The private sector, in particular the construction companies, have bought in. When we have had construction booms like we have today, we have had to import labor from around the state and the country. There’s no rea-son to import labor when we have plenty of workers here. If we can give them solid, well-paying jobs, get them out of poverty, and get them to be productive members of society, it’s good for business, it’s good for them, and it’s good for the entire community.

While Miami has an abundance of luxury residential developments, what can be done to bring about more affordable and attainable housing options?

Eventually, the luxury market will dry up – the market will have a self-correction. Affordability is very much linked to jobs, which is crucial to establishing a middle class. When you establish a solid middle class that can afford decent housing, the market will be there. The private sector always has a way of coming around if there’s a profit to be made, and if there is a group of folks that has money and is willing to spend it for good housing, there will be houses available to them

Another avenue is through public-private partnerships (PPPs). We recently announced the Liberty Square Rising Project, which involves a $74 million commitment from the county to leverage several hundred million from the private sector. This is the largest project the Department of Public Housing and Community Development has taken on. The goal is to revitalize the county’s oldest housing project – over 700 residential units, on 50 acres, in an area with the highest crime rates – and, in the process, generate over 2,200 jobs and around $285 million in economic impact.

How has Miami-Dade County worked towards mod-ernizing and streamlining government?

Within Miami-Dade County, there are 34 self-governing municipalities. The county oversees transportation, the airport and the seaport, as well as most of the water and sewer infrastructure.
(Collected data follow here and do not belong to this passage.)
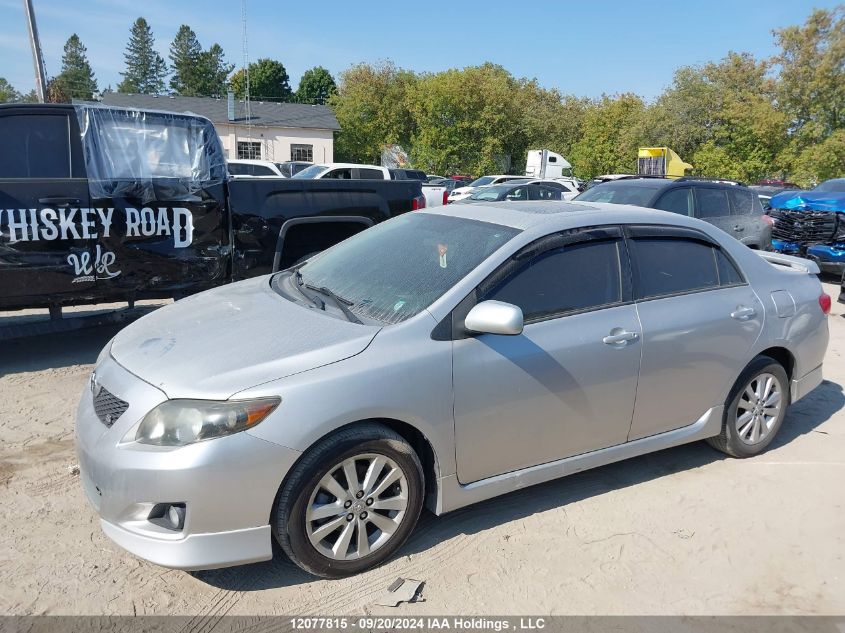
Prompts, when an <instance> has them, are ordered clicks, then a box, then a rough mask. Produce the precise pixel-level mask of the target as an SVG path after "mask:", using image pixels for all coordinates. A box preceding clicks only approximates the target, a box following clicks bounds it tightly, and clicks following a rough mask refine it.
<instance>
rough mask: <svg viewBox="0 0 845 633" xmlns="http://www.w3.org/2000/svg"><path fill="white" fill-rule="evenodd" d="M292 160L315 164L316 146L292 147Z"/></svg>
mask: <svg viewBox="0 0 845 633" xmlns="http://www.w3.org/2000/svg"><path fill="white" fill-rule="evenodd" d="M290 159H291V160H301V161H304V162H306V163H313V162H314V146H313V145H291V146H290Z"/></svg>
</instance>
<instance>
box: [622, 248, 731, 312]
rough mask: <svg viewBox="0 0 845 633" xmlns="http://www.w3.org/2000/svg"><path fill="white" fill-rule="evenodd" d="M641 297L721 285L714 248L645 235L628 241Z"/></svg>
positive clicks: (705, 289)
mask: <svg viewBox="0 0 845 633" xmlns="http://www.w3.org/2000/svg"><path fill="white" fill-rule="evenodd" d="M628 243H629V245H630V249H631V258H632V264H633V274H634V291H635V293H636V297H637V298H638V299H654V298H656V297H662V296H668V295H675V294H681V293H685V292H693V291H697V290H707V289H709V288H717V287H718V286H719V271H718V269H717V265H716V257H715V253H714V248H713V247H712V246H711V245H709V244H706V243H704V242H699V241H696V240H691V239H683V238H674V237H671V238H664V237H653V238H652V237H645V238H635V239H632V240H630V241H629V242H628Z"/></svg>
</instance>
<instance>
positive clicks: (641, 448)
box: [434, 405, 725, 515]
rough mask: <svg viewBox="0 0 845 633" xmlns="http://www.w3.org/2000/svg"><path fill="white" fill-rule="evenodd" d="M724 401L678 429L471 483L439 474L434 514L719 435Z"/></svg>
mask: <svg viewBox="0 0 845 633" xmlns="http://www.w3.org/2000/svg"><path fill="white" fill-rule="evenodd" d="M724 408H725V407H724V405H719V406H716V407H713V408H712V409H709V410H708V411H707V413H705V414H704V415H703V416H701V417H700V418H699V419H698V420H697V421H696V422H695V423H693V424H690V425H688V426H685V427H682V428H680V429H674V430H672V431H667V432H666V433H660V434H659V435H652V436H650V437H643V438H640V439H638V440H634V441H632V442H627V443H625V444H619V445H617V446H611V447H609V448H603V449H600V450H597V451H592V452H590V453H583V454H581V455H574V456H572V457H566V458H564V459H559V460H557V461H553V462H548V463H546V464H539V465H537V466H531V467H529V468H523V469H522V470H517V471H514V472H511V473H504V474H501V475H496V476H494V477H489V478H487V479H482V480H480V481H475V482H473V483H471V484H461V483H460V482H459V481H458V477H457V475H449V476H447V477H442V478H441V479H440V482H439V485H438V491H439V493H440V494H439V495H438V499H437V504H436V507H435V508H434V513H435V514H438V515H439V514H444V513H446V512H451V511H452V510H457V509H458V508H463V507H464V506H468V505H471V504H473V503H478V502H479V501H484V500H485V499H490V498H492V497H498V496H499V495H503V494H506V493H508V492H512V491H514V490H520V489H522V488H527V487H528V486H534V485H537V484H541V483H544V482H547V481H551V480H552V479H559V478H560V477H566V476H567V475H572V474H574V473H578V472H581V471H582V470H589V469H590V468H597V467H599V466H605V465H606V464H612V463H614V462H618V461H622V460H623V459H628V458H630V457H637V456H639V455H645V454H646V453H653V452H655V451H660V450H663V449H664V448H671V447H673V446H680V445H681V444H687V443H689V442H696V441H698V440H703V439H706V438H708V437H713V436H714V435H718V434H719V433H720V431H721V429H722V418H723V411H724Z"/></svg>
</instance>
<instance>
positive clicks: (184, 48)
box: [170, 24, 202, 97]
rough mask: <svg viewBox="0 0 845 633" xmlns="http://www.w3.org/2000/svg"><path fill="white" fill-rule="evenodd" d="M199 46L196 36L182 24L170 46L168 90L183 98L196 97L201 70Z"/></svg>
mask: <svg viewBox="0 0 845 633" xmlns="http://www.w3.org/2000/svg"><path fill="white" fill-rule="evenodd" d="M201 56H202V46H200V43H199V40H198V39H197V34H196V33H194V31H193V29H191V27H189V26H188V25H187V24H183V25H182V26H180V27H179V30H178V31H177V32H176V37H174V38H173V42H172V43H171V44H170V69H171V71H172V72H173V74H172V75H171V76H170V88H171V89H172V90H174V91H175V92H176V93H177V94H180V95H182V96H184V97H196V96H199V95H200V94H201V93H200V91H199V82H200V76H201V72H202V69H201V67H200V57H201Z"/></svg>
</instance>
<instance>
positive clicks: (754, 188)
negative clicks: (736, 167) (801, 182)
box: [748, 185, 800, 211]
mask: <svg viewBox="0 0 845 633" xmlns="http://www.w3.org/2000/svg"><path fill="white" fill-rule="evenodd" d="M748 188H749V189H751V191H753V192H754V193H756V194H757V197H758V198H760V204H761V205H763V211H769V210H771V208H772V207H771V205H770V204H769V201H770V200H771V199H772V196H776V195H777V194H779V193H783V192H784V191H795V190H796V189H800V187H797V186H796V187H783V186H781V185H749V186H748Z"/></svg>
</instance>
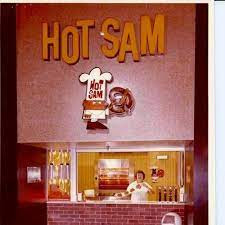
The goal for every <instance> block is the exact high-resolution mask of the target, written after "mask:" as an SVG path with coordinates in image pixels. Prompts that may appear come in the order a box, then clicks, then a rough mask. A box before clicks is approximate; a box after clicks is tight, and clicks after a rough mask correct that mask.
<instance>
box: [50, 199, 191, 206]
mask: <svg viewBox="0 0 225 225" xmlns="http://www.w3.org/2000/svg"><path fill="white" fill-rule="evenodd" d="M47 204H131V205H132V204H143V205H193V202H163V201H162V202H158V201H140V202H133V201H131V200H116V201H115V200H101V201H82V202H77V201H60V200H59V201H48V202H47Z"/></svg>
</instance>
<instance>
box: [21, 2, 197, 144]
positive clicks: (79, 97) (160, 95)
mask: <svg viewBox="0 0 225 225" xmlns="http://www.w3.org/2000/svg"><path fill="white" fill-rule="evenodd" d="M159 13H161V14H164V15H165V20H166V53H165V55H161V56H149V55H147V56H145V57H141V59H140V62H133V60H132V58H131V54H129V53H128V54H127V57H126V62H125V63H118V62H117V59H116V58H114V59H108V58H106V57H105V56H104V55H103V54H102V52H101V50H100V46H101V44H103V43H106V42H105V41H104V40H103V38H102V37H101V36H100V34H99V32H100V27H101V23H102V21H103V20H104V19H105V18H107V17H115V18H117V19H119V20H120V22H121V31H120V32H118V35H121V34H122V29H123V25H124V22H125V21H132V22H134V23H135V29H136V33H137V40H138V43H139V24H140V16H141V15H149V16H150V17H151V18H152V19H154V17H155V15H156V14H159ZM77 19H95V22H96V25H95V29H91V30H90V36H89V39H90V45H89V46H90V59H89V60H87V59H86V60H84V59H82V58H80V61H79V62H78V63H77V64H75V65H68V64H66V63H65V62H63V61H54V60H52V59H51V60H50V61H43V60H42V59H41V56H42V52H41V37H42V22H48V23H49V24H51V25H52V22H55V21H58V22H59V23H60V25H61V28H62V29H63V28H64V27H65V26H68V25H75V22H76V20H77ZM194 61H195V5H193V4H185V5H184V4H183V5H182V4H150V5H148V4H139V5H137V4H132V5H126V4H122V5H117V4H113V5H112V4H88V5H82V4H64V5H59V4H51V5H50V4H42V5H40V4H32V5H26V8H25V5H23V4H20V5H19V6H18V7H17V91H18V97H17V106H18V142H20V143H23V142H53V141H56V142H62V141H63V142H76V141H93V140H95V141H120V140H126V141H130V140H133V141H134V140H139V141H140V140H193V129H194V123H193V121H194V66H195V63H194ZM96 66H99V67H100V68H101V69H102V71H104V72H105V71H109V72H111V73H112V74H113V76H114V81H113V82H112V83H111V84H110V85H108V90H109V89H110V88H112V87H115V86H122V87H128V88H130V89H131V91H132V92H133V95H134V97H135V100H136V107H135V110H134V112H133V115H132V116H129V117H124V118H118V117H117V118H116V117H113V118H111V119H108V121H107V125H108V127H109V132H108V133H104V134H103V133H95V134H94V135H93V133H88V132H87V130H86V125H85V123H84V122H83V121H82V119H81V116H82V101H83V99H84V97H85V91H86V86H85V85H82V84H80V82H79V81H78V77H79V75H80V74H81V73H83V72H89V71H90V70H91V69H92V68H93V67H96Z"/></svg>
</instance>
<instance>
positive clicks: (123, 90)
mask: <svg viewBox="0 0 225 225" xmlns="http://www.w3.org/2000/svg"><path fill="white" fill-rule="evenodd" d="M79 80H80V82H82V83H87V93H86V98H85V100H84V101H83V107H84V111H83V119H84V120H87V121H88V122H87V129H88V130H96V129H108V128H107V127H106V126H105V125H104V124H102V123H100V122H99V121H98V120H105V119H106V116H108V115H116V116H124V115H128V114H131V111H132V109H133V108H134V98H133V96H132V93H131V91H130V90H129V89H124V88H121V87H114V88H113V89H111V91H110V93H109V98H110V101H111V103H110V104H108V103H107V101H106V84H107V83H109V82H111V81H112V74H111V73H109V72H105V73H102V72H101V70H100V68H98V67H95V68H94V69H92V70H91V72H90V73H89V74H87V73H82V74H81V75H80V77H79Z"/></svg>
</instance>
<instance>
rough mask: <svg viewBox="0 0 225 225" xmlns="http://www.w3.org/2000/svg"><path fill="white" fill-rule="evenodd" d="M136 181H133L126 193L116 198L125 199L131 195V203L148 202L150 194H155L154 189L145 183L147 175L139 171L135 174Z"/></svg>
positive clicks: (117, 196)
mask: <svg viewBox="0 0 225 225" xmlns="http://www.w3.org/2000/svg"><path fill="white" fill-rule="evenodd" d="M135 178H136V180H135V181H133V182H132V183H131V184H130V185H129V186H128V187H127V191H126V192H125V193H118V194H116V195H115V196H116V197H125V196H128V195H131V201H134V202H138V201H148V194H149V193H151V192H153V190H152V187H151V186H150V185H149V184H148V183H147V182H145V181H144V179H145V173H144V172H143V171H142V170H138V171H137V172H136V174H135Z"/></svg>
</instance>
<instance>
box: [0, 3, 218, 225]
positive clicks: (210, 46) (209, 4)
mask: <svg viewBox="0 0 225 225" xmlns="http://www.w3.org/2000/svg"><path fill="white" fill-rule="evenodd" d="M1 3H30V4H32V3H187V4H188V3H189V4H190V3H195V4H197V3H207V4H208V200H209V201H208V210H209V211H208V213H209V218H208V224H209V225H215V224H216V223H215V222H216V220H215V191H216V189H215V89H214V87H215V75H214V0H129V1H128V0H83V1H81V0H63V1H62V0H61V1H60V0H41V1H40V0H39V1H38V0H22V1H21V0H13V1H12V0H2V1H1ZM221 29H222V28H221ZM196 225H197V224H196Z"/></svg>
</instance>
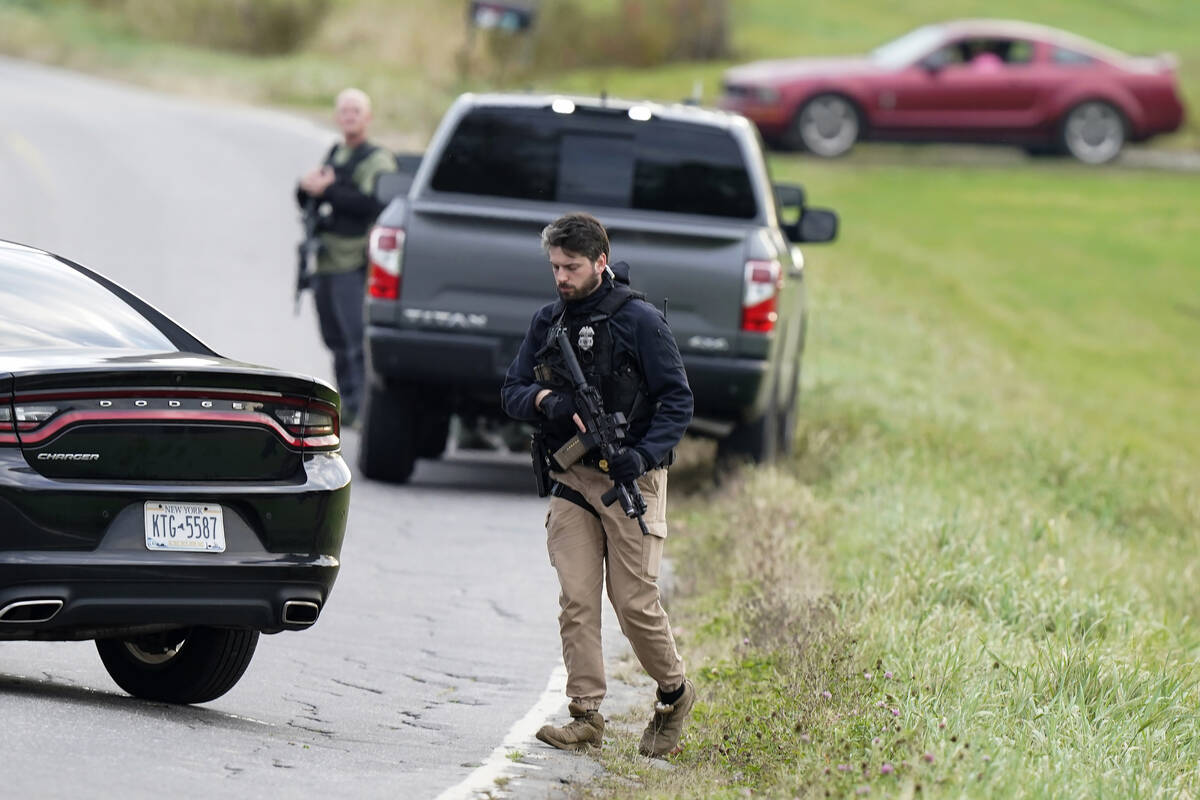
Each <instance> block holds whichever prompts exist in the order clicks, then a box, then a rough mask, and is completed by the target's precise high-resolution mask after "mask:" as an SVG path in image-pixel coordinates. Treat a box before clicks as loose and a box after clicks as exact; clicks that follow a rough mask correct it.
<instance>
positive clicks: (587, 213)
mask: <svg viewBox="0 0 1200 800" xmlns="http://www.w3.org/2000/svg"><path fill="white" fill-rule="evenodd" d="M551 247H562V248H563V249H564V251H566V252H568V253H570V254H572V255H582V257H583V258H586V259H588V260H589V261H595V260H598V259H599V258H600V254H601V253H604V254H605V255H606V257H607V255H608V231H606V230H605V229H604V225H602V224H600V221H599V219H596V218H595V217H593V216H592V215H590V213H588V212H586V211H572V212H571V213H564V215H563V216H560V217H559V218H558V219H554V221H553V222H552V223H550V224H548V225H546V227H545V228H542V230H541V248H542V249H544V251H546V252H547V253H548V252H550V248H551Z"/></svg>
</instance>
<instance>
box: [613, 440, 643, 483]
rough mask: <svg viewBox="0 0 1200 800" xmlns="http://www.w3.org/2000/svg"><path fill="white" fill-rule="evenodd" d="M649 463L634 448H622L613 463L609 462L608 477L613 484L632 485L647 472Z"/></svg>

Improving cooperation between the county and the cities has been an area of focus for my administration. For instance, we are working together with the different cities to create forms that can be used with both the cities and the county so there is no duplication of procedures. We’re working with cities to create one-stop shops, or even no-stop shops, where forms can be completed electronically without having to go to a city, then the county. The cities’ customers and residents are also county customers and residents. We want to make engagement with local government as easy as possible, with the least amount of red tape, for our 2.6 million residents.